Heavier on the road, it glided along, and freewheeled silently down the hills. Not a rattle could be heard above the steel guitar of Daniel O’Hara. Glangevlin at the time was like an extended family. People belonged to each other. The girls took a lift from me on weekend nights, to the Mayflower Ballroom in Drumshanbo, or the Ballroom of Romance in Glenfarne.
At the end of the night they all gathered with their men along the long bench by the wall of the tearoom, drinking mugs of tea. Men – pronounced ‘Min’. Min were often lads in platform shoes and tractors in the car park.
Sometimes you might see a smiling policeman in his off duty jumper, moving around like a pike among the perch. Some min were troublesome. I knew a girl who always took a knitting needle with her in her handbag, and dealt with any idle hands on the dance hall floor with a firm poke of her pointed weapon into the offender’s belly.
More often than not the girls chatted in the tearoom and shared cigarette butts for an hour or more, before they came looking for my Cortina.
On the way home they would laugh their heads off discussing the merits and otherwise of their dance partners. Sometimes we returned to one of their houses. There was more tea. The record player went on.
They danced quick steps round the kitchen to Hank Williams and other American Country artists till four or five, and always put a few sods of turf in the range before retiring, so that the fire would be ‘in’ and the kitchen warm for their parents at breakfast time. But life moves on. I left. They all left.

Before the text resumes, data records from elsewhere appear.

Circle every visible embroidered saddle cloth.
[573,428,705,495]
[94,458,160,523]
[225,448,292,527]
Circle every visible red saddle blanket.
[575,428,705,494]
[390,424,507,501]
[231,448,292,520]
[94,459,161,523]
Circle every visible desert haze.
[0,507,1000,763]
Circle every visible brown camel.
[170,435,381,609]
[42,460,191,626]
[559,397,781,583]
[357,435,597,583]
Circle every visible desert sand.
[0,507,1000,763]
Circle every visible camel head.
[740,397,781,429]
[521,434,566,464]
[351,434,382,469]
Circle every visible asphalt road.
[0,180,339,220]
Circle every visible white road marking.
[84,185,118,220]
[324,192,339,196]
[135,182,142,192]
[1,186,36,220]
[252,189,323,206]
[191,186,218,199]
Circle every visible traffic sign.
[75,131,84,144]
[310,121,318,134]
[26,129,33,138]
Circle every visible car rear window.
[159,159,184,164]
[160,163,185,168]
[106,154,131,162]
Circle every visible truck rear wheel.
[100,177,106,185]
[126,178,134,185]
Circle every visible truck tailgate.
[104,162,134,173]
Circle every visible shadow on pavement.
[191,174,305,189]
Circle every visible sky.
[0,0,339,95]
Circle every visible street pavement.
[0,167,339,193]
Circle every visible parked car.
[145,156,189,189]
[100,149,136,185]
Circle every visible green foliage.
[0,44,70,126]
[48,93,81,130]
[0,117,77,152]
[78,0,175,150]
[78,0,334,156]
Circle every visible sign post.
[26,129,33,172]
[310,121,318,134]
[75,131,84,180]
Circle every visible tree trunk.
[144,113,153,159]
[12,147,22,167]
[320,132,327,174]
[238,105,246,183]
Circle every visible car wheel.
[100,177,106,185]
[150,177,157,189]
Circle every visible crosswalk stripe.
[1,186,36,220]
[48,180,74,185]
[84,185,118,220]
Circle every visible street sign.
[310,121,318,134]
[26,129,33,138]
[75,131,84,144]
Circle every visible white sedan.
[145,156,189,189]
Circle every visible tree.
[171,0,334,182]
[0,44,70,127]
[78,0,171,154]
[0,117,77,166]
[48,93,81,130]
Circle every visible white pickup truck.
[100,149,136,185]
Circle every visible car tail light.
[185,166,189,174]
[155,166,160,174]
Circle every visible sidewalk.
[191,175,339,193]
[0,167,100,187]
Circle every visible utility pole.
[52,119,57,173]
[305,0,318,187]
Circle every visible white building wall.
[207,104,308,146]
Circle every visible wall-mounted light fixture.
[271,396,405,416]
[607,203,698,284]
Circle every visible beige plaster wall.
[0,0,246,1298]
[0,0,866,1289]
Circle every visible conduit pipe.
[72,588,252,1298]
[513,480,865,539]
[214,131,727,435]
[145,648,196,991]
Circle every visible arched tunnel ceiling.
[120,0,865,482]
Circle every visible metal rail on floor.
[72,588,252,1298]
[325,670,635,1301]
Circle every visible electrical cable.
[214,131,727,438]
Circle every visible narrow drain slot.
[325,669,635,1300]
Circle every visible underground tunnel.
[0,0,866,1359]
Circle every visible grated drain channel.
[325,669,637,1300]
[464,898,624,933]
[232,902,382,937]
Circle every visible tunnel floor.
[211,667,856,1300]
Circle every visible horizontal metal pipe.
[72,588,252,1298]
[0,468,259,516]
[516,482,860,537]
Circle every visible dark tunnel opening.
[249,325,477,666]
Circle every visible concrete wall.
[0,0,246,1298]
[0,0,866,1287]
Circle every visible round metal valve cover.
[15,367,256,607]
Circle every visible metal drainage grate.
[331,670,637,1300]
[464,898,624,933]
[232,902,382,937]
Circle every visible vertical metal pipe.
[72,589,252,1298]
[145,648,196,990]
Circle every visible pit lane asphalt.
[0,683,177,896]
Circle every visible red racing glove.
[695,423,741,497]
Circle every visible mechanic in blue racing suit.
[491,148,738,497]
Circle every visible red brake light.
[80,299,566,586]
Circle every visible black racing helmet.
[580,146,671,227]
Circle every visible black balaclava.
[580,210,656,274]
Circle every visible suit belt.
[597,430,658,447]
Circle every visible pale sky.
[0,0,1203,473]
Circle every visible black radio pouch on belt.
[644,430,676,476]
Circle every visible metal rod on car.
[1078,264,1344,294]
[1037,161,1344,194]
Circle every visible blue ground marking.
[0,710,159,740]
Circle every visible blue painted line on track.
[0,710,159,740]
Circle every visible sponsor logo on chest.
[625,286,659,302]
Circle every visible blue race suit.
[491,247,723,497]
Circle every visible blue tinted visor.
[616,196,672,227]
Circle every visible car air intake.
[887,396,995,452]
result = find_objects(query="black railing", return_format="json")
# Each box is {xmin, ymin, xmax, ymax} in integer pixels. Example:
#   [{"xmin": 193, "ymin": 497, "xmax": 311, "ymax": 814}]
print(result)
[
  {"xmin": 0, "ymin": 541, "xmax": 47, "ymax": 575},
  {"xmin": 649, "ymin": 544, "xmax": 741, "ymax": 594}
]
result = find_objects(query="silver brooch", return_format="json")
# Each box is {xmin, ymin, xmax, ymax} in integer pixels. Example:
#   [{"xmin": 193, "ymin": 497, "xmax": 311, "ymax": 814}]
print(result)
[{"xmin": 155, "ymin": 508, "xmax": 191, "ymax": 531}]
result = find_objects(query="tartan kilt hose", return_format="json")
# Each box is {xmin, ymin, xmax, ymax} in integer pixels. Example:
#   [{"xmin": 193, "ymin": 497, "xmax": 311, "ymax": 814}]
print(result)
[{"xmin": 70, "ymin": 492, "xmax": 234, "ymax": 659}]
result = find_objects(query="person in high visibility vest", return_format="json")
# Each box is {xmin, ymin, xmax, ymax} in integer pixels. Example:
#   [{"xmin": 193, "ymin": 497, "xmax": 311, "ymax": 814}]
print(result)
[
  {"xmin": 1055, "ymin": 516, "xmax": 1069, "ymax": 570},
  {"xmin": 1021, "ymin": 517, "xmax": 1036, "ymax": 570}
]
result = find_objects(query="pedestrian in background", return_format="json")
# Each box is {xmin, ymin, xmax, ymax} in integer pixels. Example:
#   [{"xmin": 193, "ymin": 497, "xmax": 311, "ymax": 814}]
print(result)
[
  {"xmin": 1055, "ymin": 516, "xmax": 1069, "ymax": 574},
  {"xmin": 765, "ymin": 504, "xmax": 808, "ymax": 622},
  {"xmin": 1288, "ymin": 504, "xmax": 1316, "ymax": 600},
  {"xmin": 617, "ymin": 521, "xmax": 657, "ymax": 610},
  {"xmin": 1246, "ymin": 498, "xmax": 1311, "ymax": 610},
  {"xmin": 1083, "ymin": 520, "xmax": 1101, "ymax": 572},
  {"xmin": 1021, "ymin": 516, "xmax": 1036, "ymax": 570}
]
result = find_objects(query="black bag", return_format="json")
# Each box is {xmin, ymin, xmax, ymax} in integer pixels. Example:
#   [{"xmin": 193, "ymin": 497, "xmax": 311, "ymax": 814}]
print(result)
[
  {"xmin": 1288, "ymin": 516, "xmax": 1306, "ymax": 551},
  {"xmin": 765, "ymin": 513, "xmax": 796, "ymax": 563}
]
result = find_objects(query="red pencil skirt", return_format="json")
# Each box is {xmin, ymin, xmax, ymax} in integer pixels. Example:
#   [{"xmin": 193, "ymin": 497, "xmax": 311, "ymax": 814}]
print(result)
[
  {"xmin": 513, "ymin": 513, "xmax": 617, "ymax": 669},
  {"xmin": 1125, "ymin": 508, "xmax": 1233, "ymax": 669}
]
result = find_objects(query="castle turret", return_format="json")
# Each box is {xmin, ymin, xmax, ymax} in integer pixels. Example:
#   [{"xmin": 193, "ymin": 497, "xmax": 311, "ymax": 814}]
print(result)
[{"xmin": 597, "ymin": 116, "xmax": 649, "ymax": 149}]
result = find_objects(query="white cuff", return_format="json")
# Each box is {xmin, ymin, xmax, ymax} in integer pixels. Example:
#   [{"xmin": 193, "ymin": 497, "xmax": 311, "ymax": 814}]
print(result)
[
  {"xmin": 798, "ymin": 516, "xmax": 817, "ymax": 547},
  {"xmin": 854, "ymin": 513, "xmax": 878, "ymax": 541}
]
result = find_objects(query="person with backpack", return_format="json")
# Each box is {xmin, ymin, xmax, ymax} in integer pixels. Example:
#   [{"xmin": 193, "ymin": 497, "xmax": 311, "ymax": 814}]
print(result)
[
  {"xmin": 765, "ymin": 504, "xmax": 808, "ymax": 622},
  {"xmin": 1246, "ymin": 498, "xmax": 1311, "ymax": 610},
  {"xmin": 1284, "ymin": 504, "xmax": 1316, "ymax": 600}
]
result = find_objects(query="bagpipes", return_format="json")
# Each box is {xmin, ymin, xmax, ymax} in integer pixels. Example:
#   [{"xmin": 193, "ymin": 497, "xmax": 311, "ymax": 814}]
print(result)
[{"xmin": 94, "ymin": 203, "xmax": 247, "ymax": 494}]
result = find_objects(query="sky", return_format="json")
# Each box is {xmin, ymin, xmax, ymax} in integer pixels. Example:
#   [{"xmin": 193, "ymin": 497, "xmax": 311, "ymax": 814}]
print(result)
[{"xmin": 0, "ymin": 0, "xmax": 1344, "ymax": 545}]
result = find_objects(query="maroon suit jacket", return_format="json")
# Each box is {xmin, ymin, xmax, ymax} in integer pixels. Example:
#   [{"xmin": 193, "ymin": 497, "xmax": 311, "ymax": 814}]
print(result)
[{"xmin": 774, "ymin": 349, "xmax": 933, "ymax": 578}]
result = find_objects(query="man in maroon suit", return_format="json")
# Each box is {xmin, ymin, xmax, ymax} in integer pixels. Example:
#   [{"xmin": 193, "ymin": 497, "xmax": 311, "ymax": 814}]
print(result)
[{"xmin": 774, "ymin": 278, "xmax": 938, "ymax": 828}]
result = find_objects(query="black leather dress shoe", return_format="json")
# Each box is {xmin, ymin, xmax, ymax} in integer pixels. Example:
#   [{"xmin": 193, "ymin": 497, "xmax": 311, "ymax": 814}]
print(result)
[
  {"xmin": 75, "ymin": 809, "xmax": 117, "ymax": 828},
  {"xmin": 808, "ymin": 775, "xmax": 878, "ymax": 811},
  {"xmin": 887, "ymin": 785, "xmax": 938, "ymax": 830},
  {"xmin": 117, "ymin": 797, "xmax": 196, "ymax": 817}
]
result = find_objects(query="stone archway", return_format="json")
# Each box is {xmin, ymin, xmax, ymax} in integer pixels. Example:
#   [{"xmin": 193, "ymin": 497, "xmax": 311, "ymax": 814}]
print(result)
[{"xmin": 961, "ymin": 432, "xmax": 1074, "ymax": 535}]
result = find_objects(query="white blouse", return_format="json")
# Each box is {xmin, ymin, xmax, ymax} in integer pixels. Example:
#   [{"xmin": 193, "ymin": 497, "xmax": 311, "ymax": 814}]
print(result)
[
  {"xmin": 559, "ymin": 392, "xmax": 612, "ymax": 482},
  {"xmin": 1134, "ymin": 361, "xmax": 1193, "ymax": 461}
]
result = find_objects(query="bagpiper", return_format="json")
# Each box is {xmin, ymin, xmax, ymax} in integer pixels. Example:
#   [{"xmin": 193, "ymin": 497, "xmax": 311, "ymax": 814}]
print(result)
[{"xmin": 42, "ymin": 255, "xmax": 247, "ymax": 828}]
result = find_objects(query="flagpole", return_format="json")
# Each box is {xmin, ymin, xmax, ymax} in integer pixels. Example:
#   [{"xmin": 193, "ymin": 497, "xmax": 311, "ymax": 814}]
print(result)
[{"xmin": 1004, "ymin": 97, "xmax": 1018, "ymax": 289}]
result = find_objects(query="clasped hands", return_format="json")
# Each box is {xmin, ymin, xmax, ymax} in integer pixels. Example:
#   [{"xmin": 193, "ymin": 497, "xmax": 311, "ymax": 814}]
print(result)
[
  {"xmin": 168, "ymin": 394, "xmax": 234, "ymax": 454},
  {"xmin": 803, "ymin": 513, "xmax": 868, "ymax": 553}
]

I once drove a carload to the Airport. Their mother splattered holy water on the bonnet of the Cortina and ran straight back into the house. She had her door closed before the car moved off. I sometimes think of that kitchen. And those old parents who remained. The range unlit. The porridge cold. The terrible silence of the long winters.
And recently I drove past an old car cemetery behind a filling station and I stopped to stare at an upturned Green Cortina, Mark 2 that lay on its side by the ditch. I got out and walked around it. No glass in the windows. No wheels at all. And even the back seat was gone.
But, as I said to the boy on the petrol pumps, other than that, she’s in good nick. He filled my Nissan with unleaded and stared at me, as if I wasn’t at all right in the head.